上台階的時候一急,一時沒踩住差點摔下去。
背後突然一隻手臂將她拖住,緊接而來的聲音說,「我說木星,你是真的那麼想再摔一跤?是不是摔斷腿覺得特別舒服,反正衣來伸手飯來張口,恩?」
木星的腳扭了一下,一時也來不及反駁什麼。
柏凌雲又說,「你就是真的這麼懶也沒什麼,但是,也用不着摔斷腿。把你的腿傷養好,其他事情還是好商量的。不要以為有些事情只因為你是個病人,知道麼?」
「……」她臉紅到耳朵根,辯解無力。
「小姐,需要幫助嗎?」酒店的門童殷勤的上前來。
柏凌雲抬了抬頭,將木星攙扶住,「她需要的是我的幫助,謝謝。」
門童:「……好的先生,打擾了。」
他扶着木星上了台階,給助手打電話。
很快,助手出現酒店大堂,將房卡遞給他,但看着他和木星,臉上露出了一種迷之尷尬。
木星將自己掙脫出來站在一旁。
「是這樣的。
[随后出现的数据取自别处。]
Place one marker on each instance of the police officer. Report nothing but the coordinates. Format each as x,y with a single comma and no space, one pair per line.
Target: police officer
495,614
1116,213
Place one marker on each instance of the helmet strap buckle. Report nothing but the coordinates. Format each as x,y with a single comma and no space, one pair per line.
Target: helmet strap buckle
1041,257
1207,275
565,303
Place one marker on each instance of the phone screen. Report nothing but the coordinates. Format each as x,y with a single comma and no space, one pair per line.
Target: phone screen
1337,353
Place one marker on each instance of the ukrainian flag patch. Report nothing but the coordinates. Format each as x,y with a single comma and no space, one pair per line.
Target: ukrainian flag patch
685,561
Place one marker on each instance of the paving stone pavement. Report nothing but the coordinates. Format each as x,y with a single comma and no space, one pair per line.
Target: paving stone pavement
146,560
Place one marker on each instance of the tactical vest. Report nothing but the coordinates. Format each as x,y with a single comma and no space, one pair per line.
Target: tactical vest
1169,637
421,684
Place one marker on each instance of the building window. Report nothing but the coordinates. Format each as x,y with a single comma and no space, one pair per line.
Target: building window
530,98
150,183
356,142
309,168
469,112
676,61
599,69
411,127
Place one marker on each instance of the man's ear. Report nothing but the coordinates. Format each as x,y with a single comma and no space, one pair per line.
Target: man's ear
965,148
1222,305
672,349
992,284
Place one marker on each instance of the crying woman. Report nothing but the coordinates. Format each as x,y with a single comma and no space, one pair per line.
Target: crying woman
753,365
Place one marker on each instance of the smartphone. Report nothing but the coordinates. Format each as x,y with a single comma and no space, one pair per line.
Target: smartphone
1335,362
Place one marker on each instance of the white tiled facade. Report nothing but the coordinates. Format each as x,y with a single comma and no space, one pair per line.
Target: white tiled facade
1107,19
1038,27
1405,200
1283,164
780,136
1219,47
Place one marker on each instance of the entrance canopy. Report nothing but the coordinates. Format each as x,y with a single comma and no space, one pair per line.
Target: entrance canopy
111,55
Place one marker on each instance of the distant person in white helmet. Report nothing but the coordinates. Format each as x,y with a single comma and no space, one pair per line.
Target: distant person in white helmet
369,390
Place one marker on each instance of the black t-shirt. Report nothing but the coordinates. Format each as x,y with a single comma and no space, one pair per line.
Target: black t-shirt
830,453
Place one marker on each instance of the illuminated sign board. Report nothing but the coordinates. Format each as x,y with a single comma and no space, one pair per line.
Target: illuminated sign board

」助手硬着頭皮說,「只有一張房卡。柏少,這家酒店只剩一間了,而您又指定這一間。我就先開了一間,如果不行的話,我們再換酒店。」
「沒事。」柏凌云云淡風輕的接過房卡,「就這裏。」
「咳,是只有一張大床的套房。」
「恩,知道了。」
「餵……」木星愕然轉過頭,誰說的沒事啊。
雖然在邁阿密,他們是住在一起,可是房間不一樣。
在宋氏醫館的時候,他們也在一張床上睡過,那也是她失憶的時候。
自從她恢復記憶,他們就再沒有在一個房間裏睡過了,何況一張床。
木星的內心收到猛烈的震盪,反應過來時已經被柏凌雲若無其事的帶往電梯。
*
陸晚晚手裏拿着一張泛黃的照片,照片上是葉瑾年輕時的樣子,旁邊氣宇軒昂的男人則是謝連城。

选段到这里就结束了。